The above description is only of the preferred embodiments of the present utility model and is not intended to limit the present utility model, but various modifications and variations can be made to the present utility model by those skilled in the art. Any modification, equivalent replacement, improvement, etc. made within the spirit and principle of the present utility model should be included in the protection scope of the present utility model.

Claims (9)

1. The utility model provides an integral type acetabular bone false body, its characterized in that, integral type acetabular bone false body includes acetabular cup (10) and bulge (20), acetabular cup (10) have ball-type nest (11), bulge (20) integrated into one piece is in the surface of acetabular cup (10), the material of integral type acetabular bone false body is the silicon nitride pottery, the surface of integral type acetabular bone false body is laminated with human acetabular cup.

2. The integrated acetabular prosthesis of claim 1, wherein the projection (20) includes a plurality of protrusions (21) spaced apart on an outer surface of the acetabular cup (10).

3. The integrated acetabular prosthesis according to claim 2, characterized in that the cross-sectional dimension of the protuberance (21) gradually decreases in a direction from the interior to the exterior of the acetabular cup (10).

4. The integrated acetabular prosthesis according to claim 2, characterized in that the height of the protuberance (21) is between 3mm and 100 mm.

5. The integrated acetabular prosthesis according to claim 2, characterized in that the angle between the axis of the protuberance (21) and the normal to the plane in which the opening of the acetabular cup (10) lies is between 0 ° and 45 °.

6. The integrated acetabular prosthesis of claim 1, wherein the thickness dimension of the acetabular cup (10) is less than or equal to 50mm.

7. The integrated acetabular prosthesis of claim 1, wherein an inner surface of the acetabular cup (10) is smooth.

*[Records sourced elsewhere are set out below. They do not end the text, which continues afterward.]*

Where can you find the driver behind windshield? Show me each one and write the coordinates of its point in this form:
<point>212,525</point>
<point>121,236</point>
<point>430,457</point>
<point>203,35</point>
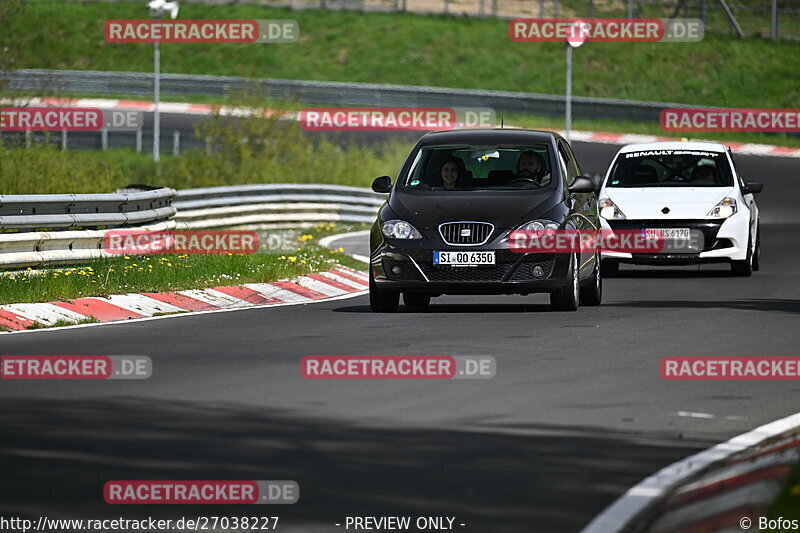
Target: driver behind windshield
<point>453,174</point>
<point>531,166</point>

8. The integrated acetabular prosthesis according to claim 1, wherein the outer surface of the acetabular cup (10) is of a roughened gradient porous structure.

9. An artificial hip joint, characterized in that it comprises an artificial femoral head and an integral acetabular prosthesis, said integral acetabular prosthesis being arranged in the human acetabular fossa, said artificial femoral head being movable in a spherical fossa (11) of said integral acetabular prosthesis, said integral acetabular prosthesis being an integral acetabular prosthesis according to any of claims 1 to 8.